More than perhaps anyone else, Eric Bischoff is quite familiar with battles between wrestling companies.
The former president of World Championship Wrestling, Bischoff helmed the ship while his company competed with Vince McMahon’s WWE. WCW Monday Nitro and WWE RAW famously clashed in a war for ratings and overall supremacy in the 1990s. Though WWE eventually won, the experience taught Bischoff a lot about the wrestling industry.
As a result, Bischoff has an informed perspective regarding All Elite Wrestling’s continual growth. In a recent appearance on Foundation Radio, the WWE Hall of Famer opined that the conflict between AEW and WWE has to become a direct battle to be viewed the same way as the Monday Night Wars.
“I know that everybody wants to talk about what was the Wednesday Night Wars, and comparing AEW to WWE, and here’s what has to happen for that to be viable, the AEW [vs.] WWE approach,” said Bischoff. “AEW’s gotta go head-to-head. There’s gotta be a fight. There has to be a battle. Going back to storytelling, what are the stakes? In a case where you’re laying down an AEW vs. WWE [match, champion vs. champion, okay that sounds really cool if you’re a cosplay wrestling journalist and a fan of those people. But it only works if there’s stakes.
“And the only stakes that matter are who turns out the biggest audience. That’s a fight that people will get behind. That’s a fight that people want to be a part of. That’s what happened during the Monday Night Wars.”
Bischoff then explained that fans cared about the battle between WWE and WCW because the stakes were real, and it was a genuine conflict. He argued that the modern war’ between WWE and AEW won’t be legitimate until the latter company takes viewers from WWE.

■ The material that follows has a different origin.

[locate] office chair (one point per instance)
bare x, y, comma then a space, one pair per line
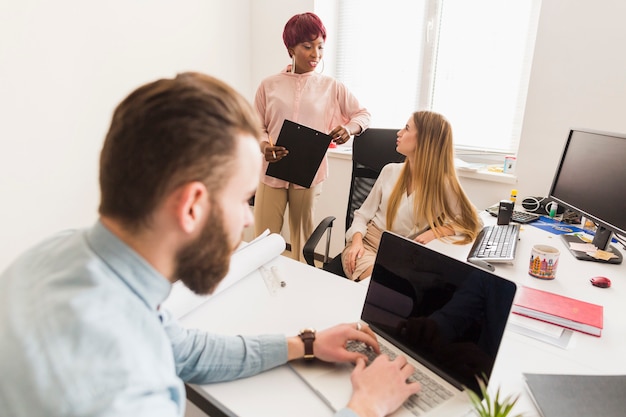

“Why [the Monday Night Wars] work,” Bischoff hypothetically asked. “Because it was real, and because people were invested. They were invested in the characters, they were invested in the fight between the two companies. That actually was more important to them, whether they knew it or not, from a storytelling perspective, the battle between WCW and WWE was a more interesting story than the battle between the two people in the ring. That’s why it worked.”

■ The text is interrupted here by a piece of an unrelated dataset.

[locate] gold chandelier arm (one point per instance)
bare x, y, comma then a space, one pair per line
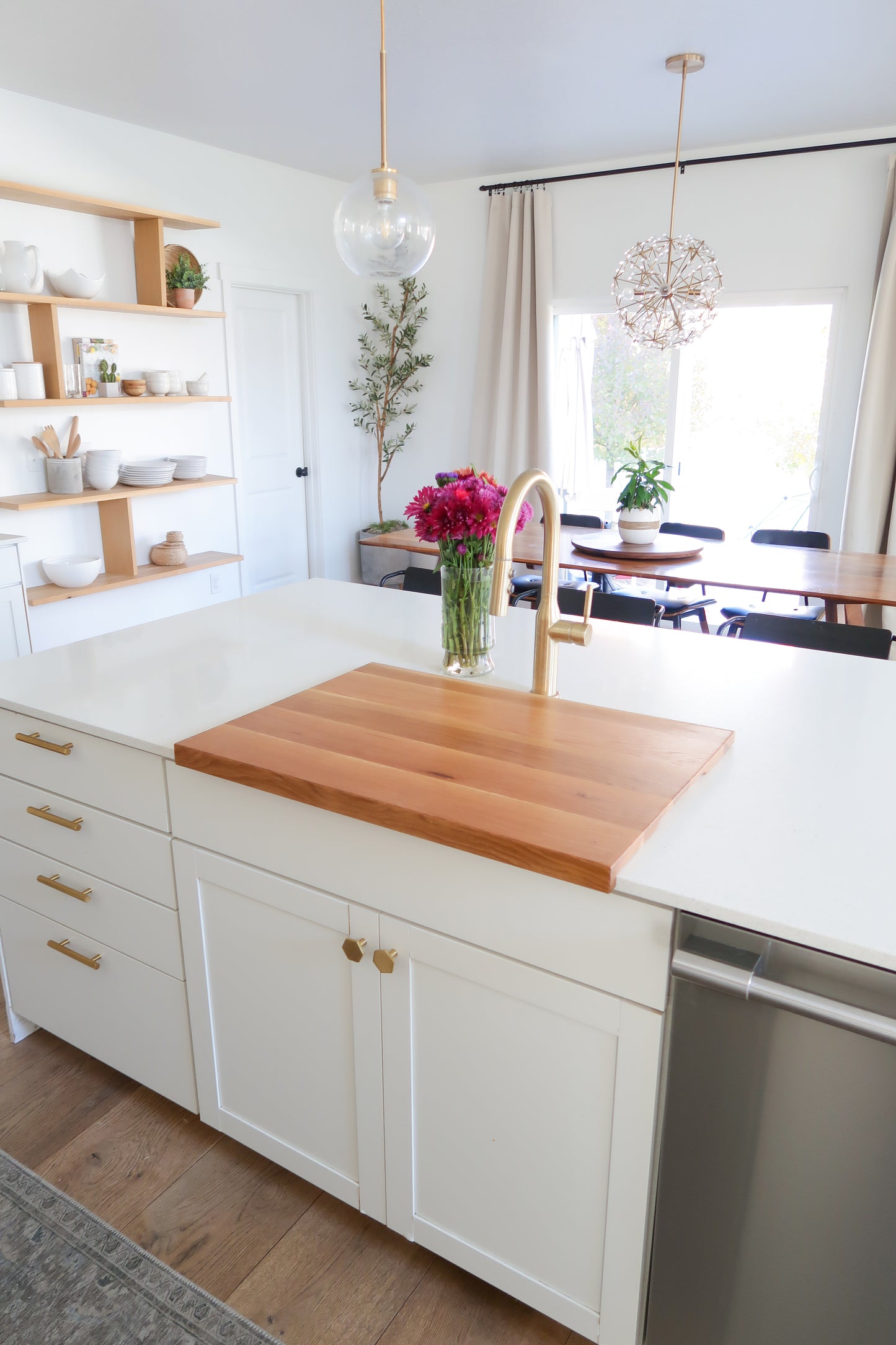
383, 146
675, 181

“So until AEW gets to the point where they’re delivering a similar-sized audience and start trying to take some real estate…it’s a war. If you want a war, you gotta have a freaking war. You can’t just, you gotta do it. AEW needs to take away some WWE real estate. And when that starts happening, people will believe the war. And then they’ll be invested. But otherwise it’s just cosplay.”